AI dismantles that logic.
Execution is becoming cheaper, faster, and more plentiful. The constraint is no longer output — it’s judgment. Direction. Prioritisation. Synthesis.
This is uncomfortable for teams that still measure value by volume. It’s liberating for those ready to change.
AI doesn’t remove the need for marketers. It removes the hiding places.
We are entering the orchestration era
The next generation of internal marketing teams will not be defined by how much they produce, but by how effectively they bring it all together.
That means designing systems rather than running tasks. Directing AI rather than competing with it. Spending more time deciding what not to do. Moving faster without losing coherence or control.
Roles built around “doing” will shrink. Expectations will shift towards sensemaking, decision quality, experimentation, and ethical oversight.
Why most teams will struggle with this shift
The greatest risk isn’t adopting AI too slowly. It’s adopting it without changing how work gets done.
Layering AI onto broken processes simply creates faster chaos — more content, more noise, and the same strategic confusion underneath.
Teams that succeed will do a few unglamorous things exceptionally well: invest in clean, connected data; define clear decision rights between humans and machines; build AI literacy across the team; set guardrails for brand, ethics, and quality; and measure impact, not output.
None of this is flashy. All of it is essential.
The leadership challenge is the real challenge
This moment demands more from marketing leaders than tool adoption or capability building. It demands clarity of intent.
What is marketing for in your organisation?
Where does it create leverage rather than volume?

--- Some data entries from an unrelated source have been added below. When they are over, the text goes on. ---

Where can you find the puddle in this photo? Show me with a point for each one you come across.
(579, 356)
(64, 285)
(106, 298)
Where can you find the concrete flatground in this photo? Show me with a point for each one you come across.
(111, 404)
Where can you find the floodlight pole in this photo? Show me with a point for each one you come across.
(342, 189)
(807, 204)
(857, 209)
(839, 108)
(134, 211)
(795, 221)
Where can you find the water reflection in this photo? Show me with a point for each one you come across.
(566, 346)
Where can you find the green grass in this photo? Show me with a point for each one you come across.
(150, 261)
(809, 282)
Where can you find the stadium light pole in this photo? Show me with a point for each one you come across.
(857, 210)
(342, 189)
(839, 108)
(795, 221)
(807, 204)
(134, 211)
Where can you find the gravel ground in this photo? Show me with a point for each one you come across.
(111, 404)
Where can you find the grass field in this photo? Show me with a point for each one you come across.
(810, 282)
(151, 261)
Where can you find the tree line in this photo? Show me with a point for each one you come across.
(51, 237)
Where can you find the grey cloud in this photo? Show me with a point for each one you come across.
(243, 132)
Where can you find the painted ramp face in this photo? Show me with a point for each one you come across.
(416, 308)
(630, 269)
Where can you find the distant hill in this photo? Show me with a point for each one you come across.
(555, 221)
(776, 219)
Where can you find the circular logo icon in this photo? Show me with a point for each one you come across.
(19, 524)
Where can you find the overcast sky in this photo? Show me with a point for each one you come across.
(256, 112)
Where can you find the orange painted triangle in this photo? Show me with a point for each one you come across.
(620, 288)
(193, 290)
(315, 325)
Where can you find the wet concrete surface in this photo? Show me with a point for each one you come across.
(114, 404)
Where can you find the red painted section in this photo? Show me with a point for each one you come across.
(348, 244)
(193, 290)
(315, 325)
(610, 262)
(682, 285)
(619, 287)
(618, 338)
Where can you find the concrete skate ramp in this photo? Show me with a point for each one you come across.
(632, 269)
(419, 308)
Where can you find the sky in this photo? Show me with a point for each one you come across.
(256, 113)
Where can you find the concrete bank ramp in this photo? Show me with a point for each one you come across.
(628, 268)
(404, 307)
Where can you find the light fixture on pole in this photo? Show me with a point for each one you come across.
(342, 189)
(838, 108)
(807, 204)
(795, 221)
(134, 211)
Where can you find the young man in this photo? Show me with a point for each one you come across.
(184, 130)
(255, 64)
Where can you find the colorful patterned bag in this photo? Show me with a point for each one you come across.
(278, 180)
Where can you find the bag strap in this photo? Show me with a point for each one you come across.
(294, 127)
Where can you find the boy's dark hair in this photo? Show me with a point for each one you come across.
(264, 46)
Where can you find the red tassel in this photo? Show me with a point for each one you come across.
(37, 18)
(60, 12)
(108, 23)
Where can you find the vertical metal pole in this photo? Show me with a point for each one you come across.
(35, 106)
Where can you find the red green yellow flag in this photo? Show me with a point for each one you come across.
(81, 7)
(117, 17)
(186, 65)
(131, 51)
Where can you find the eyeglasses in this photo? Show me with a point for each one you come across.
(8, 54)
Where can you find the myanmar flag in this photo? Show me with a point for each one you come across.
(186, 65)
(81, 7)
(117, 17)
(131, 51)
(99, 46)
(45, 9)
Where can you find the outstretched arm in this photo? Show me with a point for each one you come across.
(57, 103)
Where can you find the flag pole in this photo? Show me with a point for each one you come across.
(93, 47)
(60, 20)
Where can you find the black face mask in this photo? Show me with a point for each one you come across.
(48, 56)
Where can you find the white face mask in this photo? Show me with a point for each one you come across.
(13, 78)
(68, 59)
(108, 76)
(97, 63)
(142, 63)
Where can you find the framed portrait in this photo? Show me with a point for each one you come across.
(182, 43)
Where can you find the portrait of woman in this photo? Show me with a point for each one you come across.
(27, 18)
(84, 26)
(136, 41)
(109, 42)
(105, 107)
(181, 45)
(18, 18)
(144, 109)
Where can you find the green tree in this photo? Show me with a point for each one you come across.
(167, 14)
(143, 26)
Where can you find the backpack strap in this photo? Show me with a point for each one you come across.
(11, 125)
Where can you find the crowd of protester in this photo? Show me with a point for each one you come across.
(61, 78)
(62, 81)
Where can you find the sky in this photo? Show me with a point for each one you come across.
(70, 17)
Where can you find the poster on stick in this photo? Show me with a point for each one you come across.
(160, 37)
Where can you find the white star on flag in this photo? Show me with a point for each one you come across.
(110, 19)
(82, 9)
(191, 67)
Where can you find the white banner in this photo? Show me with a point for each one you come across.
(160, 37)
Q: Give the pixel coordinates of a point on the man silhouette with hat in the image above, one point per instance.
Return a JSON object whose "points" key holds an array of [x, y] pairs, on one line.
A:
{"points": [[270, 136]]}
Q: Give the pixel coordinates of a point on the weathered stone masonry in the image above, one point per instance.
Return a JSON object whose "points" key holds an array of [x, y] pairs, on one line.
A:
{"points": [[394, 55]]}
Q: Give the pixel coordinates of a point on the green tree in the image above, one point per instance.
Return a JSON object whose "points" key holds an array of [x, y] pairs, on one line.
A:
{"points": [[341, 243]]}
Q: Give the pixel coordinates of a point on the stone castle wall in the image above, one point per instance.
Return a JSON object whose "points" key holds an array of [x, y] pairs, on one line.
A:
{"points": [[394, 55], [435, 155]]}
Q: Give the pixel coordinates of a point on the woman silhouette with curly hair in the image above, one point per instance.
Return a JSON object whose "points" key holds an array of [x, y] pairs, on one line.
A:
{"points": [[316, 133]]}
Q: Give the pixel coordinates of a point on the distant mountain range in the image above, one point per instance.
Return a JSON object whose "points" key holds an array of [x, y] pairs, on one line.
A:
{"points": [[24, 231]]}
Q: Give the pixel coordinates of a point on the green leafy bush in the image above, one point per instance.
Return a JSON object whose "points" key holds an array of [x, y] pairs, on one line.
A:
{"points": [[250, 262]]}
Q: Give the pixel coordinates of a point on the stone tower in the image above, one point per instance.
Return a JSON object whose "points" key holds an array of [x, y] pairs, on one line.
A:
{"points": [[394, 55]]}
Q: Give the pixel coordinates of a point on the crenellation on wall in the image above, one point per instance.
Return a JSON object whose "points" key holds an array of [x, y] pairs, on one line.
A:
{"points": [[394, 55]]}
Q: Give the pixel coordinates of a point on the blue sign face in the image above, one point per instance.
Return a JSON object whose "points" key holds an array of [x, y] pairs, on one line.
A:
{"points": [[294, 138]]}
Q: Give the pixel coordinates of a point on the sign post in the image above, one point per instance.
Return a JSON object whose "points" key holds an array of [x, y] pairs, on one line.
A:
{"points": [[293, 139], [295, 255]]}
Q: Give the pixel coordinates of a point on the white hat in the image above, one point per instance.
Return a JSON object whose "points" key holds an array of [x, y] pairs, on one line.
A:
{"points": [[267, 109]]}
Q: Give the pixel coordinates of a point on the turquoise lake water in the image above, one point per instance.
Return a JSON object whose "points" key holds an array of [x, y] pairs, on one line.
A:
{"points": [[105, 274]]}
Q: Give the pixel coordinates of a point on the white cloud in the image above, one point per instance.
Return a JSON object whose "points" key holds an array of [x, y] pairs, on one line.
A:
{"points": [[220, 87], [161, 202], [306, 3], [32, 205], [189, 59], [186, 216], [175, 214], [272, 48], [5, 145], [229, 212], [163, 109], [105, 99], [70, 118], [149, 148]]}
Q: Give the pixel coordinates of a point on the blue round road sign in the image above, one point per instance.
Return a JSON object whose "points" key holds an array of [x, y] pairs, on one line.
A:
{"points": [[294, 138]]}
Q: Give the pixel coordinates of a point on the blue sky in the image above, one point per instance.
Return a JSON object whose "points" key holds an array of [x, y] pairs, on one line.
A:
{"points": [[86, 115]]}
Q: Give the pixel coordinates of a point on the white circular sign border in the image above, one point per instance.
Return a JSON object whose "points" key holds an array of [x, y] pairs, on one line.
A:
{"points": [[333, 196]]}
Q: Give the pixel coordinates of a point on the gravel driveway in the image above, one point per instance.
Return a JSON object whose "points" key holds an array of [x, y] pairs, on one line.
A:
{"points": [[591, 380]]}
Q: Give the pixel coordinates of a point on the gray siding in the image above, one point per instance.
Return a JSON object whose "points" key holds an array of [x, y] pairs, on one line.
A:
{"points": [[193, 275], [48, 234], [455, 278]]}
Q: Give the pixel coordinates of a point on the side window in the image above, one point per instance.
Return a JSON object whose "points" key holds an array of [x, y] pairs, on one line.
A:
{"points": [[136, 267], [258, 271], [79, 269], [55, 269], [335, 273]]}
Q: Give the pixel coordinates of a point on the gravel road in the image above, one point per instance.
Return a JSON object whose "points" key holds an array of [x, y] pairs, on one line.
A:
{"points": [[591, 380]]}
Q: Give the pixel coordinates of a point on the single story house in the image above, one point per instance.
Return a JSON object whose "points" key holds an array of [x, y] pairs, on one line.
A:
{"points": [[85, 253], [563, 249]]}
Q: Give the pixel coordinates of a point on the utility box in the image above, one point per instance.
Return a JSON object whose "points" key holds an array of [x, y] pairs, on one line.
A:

Which decisions must remain human — and which should never be manual again?
These are operating model questions, not technology ones.
A final provocation
AI is not the future of marketing. It is the pressure test.
The teams that emerge strongest will be those that stop mistaking activity for value, execution for impact, and speed for progress and instead, build marketing functions designed for judgment, adaptability, and growth.
The era of busy marketing is ending.
The era of intelligent marketing is just beginning.
Stuart McDonald is head of marketing planning, performance & analysis for Aviva. He is also deputy chair of the ISBA Media Leaders working group.